By Jacob Meschke
Who is the real mayor of Detroit?
Politico Magazine raises that question, listing Dan Gilbert -- not Mike Duggan -- as the Detroit mayor and including him among “America’s 11 Most Interesting Mayors."
"Gilbert, 55, is not actually the mayor of Detroit, and in most of the city’s sprawling 140-odd square miles, his influence is negligible. But in the city’s now-thriving downtown—Gilbertville, some call it—this billionaire businessman wields the kind of power and boasts a résumé of civic accomplishment that most politicians could only dream of," writes Nancy Kaffer,a political columnist and editorial writer for the Detroit Free Press, one of the roundup's contributors.

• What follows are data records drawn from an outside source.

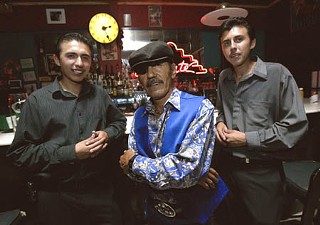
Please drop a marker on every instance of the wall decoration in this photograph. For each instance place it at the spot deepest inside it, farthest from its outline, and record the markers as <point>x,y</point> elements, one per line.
<point>29,76</point>
<point>109,51</point>
<point>56,16</point>
<point>30,87</point>
<point>155,16</point>
<point>51,67</point>
<point>304,14</point>
<point>26,63</point>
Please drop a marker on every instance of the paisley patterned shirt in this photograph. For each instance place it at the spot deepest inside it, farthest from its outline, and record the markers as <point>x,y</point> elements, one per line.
<point>183,168</point>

Does the Quicken Loans founder wield undue influence over city hall? Is he the real mayor? That subject has regularly surfaced at parties, bars and lunches in both the city and suburbs. Kaffer, who's very savvy about local politics, articulates it well in this story:
At a time of dire need for Detroit, what he has done is remarkable. But for some Detroiters, that doesn’t sit well: Because Gilbert isn’t an elected official, he has no public accountability...
Detroit has a real mayor, of course—Mike Duggan, elected in 2013 as the city’s first white executive since 1974—who has partnered with Gilbert on some projects. Duggan is perhaps more attuned to the contours of the city. The mayor—who has demolished thousands of blighted houses, among other initiatives—has ensured that razed land gets community input as it is redeveloped.
Kaffer’s writes about the implications of Gilbert, who is referred to in the article as the "shadow mayor." What does it mean for the city when, for example, Gilbert’s private security force doesn’t have to release the same data as the city’s force?
Neither of the two men appear in the piece. Gilbert “was not available for an interview for this article,” Kaffer notes, and Duggan’s “press secretary did not respond to a request for comment about Gilbert’s work downtown.”
Of the 18 people in the article, including seven “rising stars,” the Detroiter is the only one who's not actually the elected leader.
It’s a fascinating instance of national coverage about Detroit, and shows outsiders some nuances of the city's power structure.
In the end, the coverage may be somewhat flattering to Gilbert, but it's likely the kind of publicity he would prefer to forgo. Too many people complain that he has too much power, and that can't always be good for business, particularly when you're a billionaire seeking public funds to help finance massive developments.
On the other hand, the article is a bit of swipe at Duggan. Some might read into it that Gilbert is the shadow mayor pulling the strings and Duggan is his puppet.
Duggan is no pushover, to be sure. Just ask the folks who have worked for him over the years.
But he also knows how much Gilbert has done to bolster the core of the city.
That's hardly something he can get mad about, even if some people consider Gilbert the mayor.